Селеста вздохнула. Подать Селесте Соланж воду без газа с лимоном! Скорее всего для бедняжки это станет событием дня, а то и всей недели. Ей будет что рассказать родным и друзьям, которые станут с жаром обсуждать, что было на Селесте надето, что она сказала и даже чем от нее пахло. Селеста знала, что именно так все и будет, поскольку ей доводилось слышать, как кумушки с Беверли-Хиллз (им и в голову не приходило, что сидящая рядом женщина в бейсбольной кепке и огромных солнечных очках — одна из крупнейших мировых кинозвезд) рассказывали о своих случайных встречах со знаменитостями. Они говорили о них так, как о коронованных особах, сошедших с трона, или божествах, спустившихся с небес, даже не предполагая, что знаменитости, в сущности, такие же люди.

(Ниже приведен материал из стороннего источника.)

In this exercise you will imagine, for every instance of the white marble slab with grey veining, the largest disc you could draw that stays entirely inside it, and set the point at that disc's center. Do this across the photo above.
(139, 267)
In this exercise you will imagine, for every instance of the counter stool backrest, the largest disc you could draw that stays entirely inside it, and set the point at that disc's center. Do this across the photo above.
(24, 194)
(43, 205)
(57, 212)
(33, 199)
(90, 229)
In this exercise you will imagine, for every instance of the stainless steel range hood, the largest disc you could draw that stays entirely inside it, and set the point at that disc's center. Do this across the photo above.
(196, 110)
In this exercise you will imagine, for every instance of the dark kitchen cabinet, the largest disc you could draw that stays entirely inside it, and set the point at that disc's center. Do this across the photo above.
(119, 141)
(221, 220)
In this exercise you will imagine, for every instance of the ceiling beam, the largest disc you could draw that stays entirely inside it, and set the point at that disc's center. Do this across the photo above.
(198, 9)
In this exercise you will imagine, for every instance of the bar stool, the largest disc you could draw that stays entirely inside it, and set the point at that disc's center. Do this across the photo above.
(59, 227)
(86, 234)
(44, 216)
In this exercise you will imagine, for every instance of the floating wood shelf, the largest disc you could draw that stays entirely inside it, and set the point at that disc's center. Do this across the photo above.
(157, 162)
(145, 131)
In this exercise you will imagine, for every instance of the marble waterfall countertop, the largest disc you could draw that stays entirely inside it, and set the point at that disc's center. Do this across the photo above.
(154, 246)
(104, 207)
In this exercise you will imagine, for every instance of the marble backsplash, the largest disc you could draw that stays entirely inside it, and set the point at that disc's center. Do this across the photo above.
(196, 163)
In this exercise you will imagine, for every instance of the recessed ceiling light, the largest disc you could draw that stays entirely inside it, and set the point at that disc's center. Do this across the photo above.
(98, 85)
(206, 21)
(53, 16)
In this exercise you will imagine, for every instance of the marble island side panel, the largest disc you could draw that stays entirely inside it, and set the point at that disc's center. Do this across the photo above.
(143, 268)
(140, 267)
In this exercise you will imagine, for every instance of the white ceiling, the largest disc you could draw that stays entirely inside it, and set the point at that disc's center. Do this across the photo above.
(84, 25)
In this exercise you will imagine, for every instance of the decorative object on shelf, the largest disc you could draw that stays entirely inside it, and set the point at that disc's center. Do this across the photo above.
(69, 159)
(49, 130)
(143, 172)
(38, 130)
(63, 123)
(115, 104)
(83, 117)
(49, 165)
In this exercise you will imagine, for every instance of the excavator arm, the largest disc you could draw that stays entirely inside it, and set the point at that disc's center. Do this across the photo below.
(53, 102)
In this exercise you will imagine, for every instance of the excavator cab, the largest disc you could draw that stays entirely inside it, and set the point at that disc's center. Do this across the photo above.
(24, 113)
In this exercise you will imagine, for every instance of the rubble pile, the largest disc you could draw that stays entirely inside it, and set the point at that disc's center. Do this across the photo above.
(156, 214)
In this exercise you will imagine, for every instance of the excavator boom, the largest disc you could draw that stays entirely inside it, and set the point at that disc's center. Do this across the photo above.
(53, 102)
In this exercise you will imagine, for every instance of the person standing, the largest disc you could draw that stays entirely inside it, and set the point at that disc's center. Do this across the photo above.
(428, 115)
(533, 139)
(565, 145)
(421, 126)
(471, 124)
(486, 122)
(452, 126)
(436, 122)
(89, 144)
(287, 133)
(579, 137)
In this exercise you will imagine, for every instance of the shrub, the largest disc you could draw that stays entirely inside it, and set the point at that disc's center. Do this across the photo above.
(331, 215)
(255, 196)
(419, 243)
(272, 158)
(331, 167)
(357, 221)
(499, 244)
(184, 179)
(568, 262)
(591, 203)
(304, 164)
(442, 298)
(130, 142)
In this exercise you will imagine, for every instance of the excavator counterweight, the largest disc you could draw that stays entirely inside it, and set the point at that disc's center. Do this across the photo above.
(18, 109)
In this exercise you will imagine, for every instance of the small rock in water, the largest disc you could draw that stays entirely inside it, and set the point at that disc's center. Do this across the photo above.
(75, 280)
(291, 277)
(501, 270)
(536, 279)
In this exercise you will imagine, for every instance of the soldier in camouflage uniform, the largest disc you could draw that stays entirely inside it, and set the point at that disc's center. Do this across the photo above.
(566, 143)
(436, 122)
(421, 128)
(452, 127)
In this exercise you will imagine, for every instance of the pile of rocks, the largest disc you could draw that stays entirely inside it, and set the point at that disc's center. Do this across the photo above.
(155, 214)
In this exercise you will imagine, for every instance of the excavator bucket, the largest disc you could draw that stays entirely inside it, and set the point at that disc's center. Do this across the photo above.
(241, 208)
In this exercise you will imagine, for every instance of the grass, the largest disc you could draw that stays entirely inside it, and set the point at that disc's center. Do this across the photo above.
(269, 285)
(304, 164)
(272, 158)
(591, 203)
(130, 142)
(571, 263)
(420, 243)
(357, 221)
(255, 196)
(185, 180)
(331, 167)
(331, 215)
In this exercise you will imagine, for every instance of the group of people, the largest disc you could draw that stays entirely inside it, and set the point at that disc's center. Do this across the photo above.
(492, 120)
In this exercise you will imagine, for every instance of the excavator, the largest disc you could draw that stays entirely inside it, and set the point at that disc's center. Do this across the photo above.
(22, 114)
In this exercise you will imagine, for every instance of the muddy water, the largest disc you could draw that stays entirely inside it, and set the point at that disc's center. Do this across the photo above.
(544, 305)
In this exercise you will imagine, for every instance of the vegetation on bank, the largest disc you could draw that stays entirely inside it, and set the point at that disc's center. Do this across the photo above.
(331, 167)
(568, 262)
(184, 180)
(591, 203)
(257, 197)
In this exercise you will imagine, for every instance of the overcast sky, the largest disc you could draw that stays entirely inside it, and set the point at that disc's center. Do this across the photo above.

Селеста услышала стук в дверь и вздохнула. Можно подумать, сотрудникам Хауарда необходимо разрешение, чтобы войти в собственный конференц-зал!
— Да, — сказала она.
Помощница вошла на цыпочках, неся на подносе хрустальный стакан с водой и тарелку с ломтиками лимона.
— Я не знала, нужен ли вам лед. Поэтому я не стала его класть. — Она поставила поднос перед Селестой. — Лед вот в этом стакане, если вам понадобится.
— Спасибо. Сколько сейчас времени? — спросила Селеста.
Женщина взглянула на часы.
— Начало одиннадцатого. Другая сторона прибудет не раньше чем через двадцать минут, а Хауард только что заехал в гараж. — Она попятилась к двери.
— Отлично. — Селеста улыбнулась. — Еще раз спасибо. — Она надеялась, что рассказ этой женщины о ней по крайней мере закончится на позитивной ноте: «Она улыбнулась самой обворожительной улыбкой и еще раз поблагодарила меня. Она такая же, как мы. Такая милая, такая простая». Селесте хотелось, чтобы было сказано именно это, а не «она такая стерва, так о себе воображает!». Селеста по опыту знала, что, как бы ни вела себя звезда, любая история всегда подается с точки зрения рассказчика.
Она выжала лимон в воду (лед класть не стала, от него у нее болела голова), и в конференц-зал ворвался Хауард:
— Сиси, дорогая! Ты выглядишь просто сногсшибательно.
Хауард положил перед Селестой папку с надписью «Соланж» и, схватив пластиковую бутылку, прошел к боковому столику.